Stewart Parker's script starts with a standard Brechtian riff: the first scene has a description of the events as theatre, explaining how the cast is going to jump between roles and the mechanics of theatrical ilusion. The scenography is allusive, with flats and simple props and a big sign saying STAGE LEFT. The point is clear: this is not naturalistic theatre. It's pretend.

He follows this up by repeatedly pointing out the close connection between acting and politics, sometimes in cheeky jokes. The protagonist McCraken reflects on his life, recognising his failure and analysing how his life would be recast as heroic, despite his recognition of his failure. Parker has a gift for poetic language - a tavern scene reaches to cod-Shakespearean heights - and the different styles of each episode keeps the energy flowing...

And the preoccupation with history, expressed by McCraken but also a feature of revolutionary romantics, is cleverly incorporated, through anachronistic costumes (one geezer looking like Oscar Wilde and giving it the dandy banter, another couple all dressed up like IRA hit-men from the 1970s) and the stylistic shifts. That scene were McCracken monologues under a blanket links Bobby Sands and Beckett, if only my brain could take it in. 

I'm just not sure what Northern Star is meant to be. It could be a
clever bit of epic theatre, like Brecht suggests. Epic theatre is opposed to tragic theatre, in which events unfold with a painful inevitability (so said Aristotle). Epic theatre shows a series of events, but allows the audience to consider other possibilities. The first scene, and the scenography, totally suggested this.

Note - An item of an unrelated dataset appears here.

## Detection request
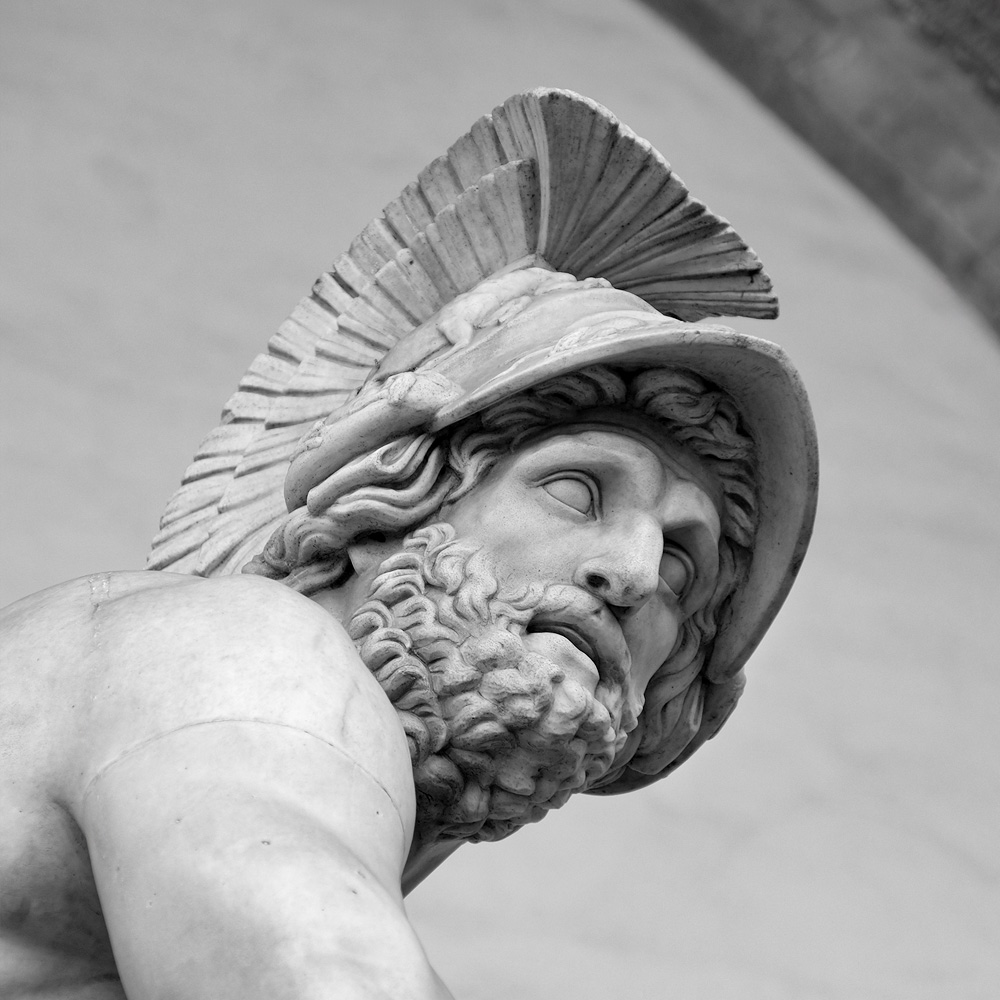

But given that it starts with the hero banging on about getting hung, and it ends with him getting hung, it is kind of inevitable. And with all the stylistic shifts, it hard to take it all in, let alone consider alternative realities.

More effectively, it deconstructs the myth of the revolutionary. By framing each episode with McCracken's cynical reflections, the glorious progress of a warrior-philosopher is exposed as a series of failures. This is undermined by the swagger of McCracken, as he bangs birds to uncover spies, leads a tiny army against insurmountable odds, shows principle in prison and has his girlfriend getting in and out of bed trying to persuade him to have some kip.

The rejection of the heroic is the most bracing aspect of the show. While the egalitarian philosophy of the United Irish movement is never mocked - even in the lengthy conversations that detail divisions and ironies - McCraken is given a human, rather than iconic, representation. His doubts, his misgivings, and final rejection of the armed solution to oppression, all combine to picture a man tormented by his legacy. Northern Star outstays its welcome, perhaps because of its ambition, but it is energised by a desire to use theatre to communicate complex ideas.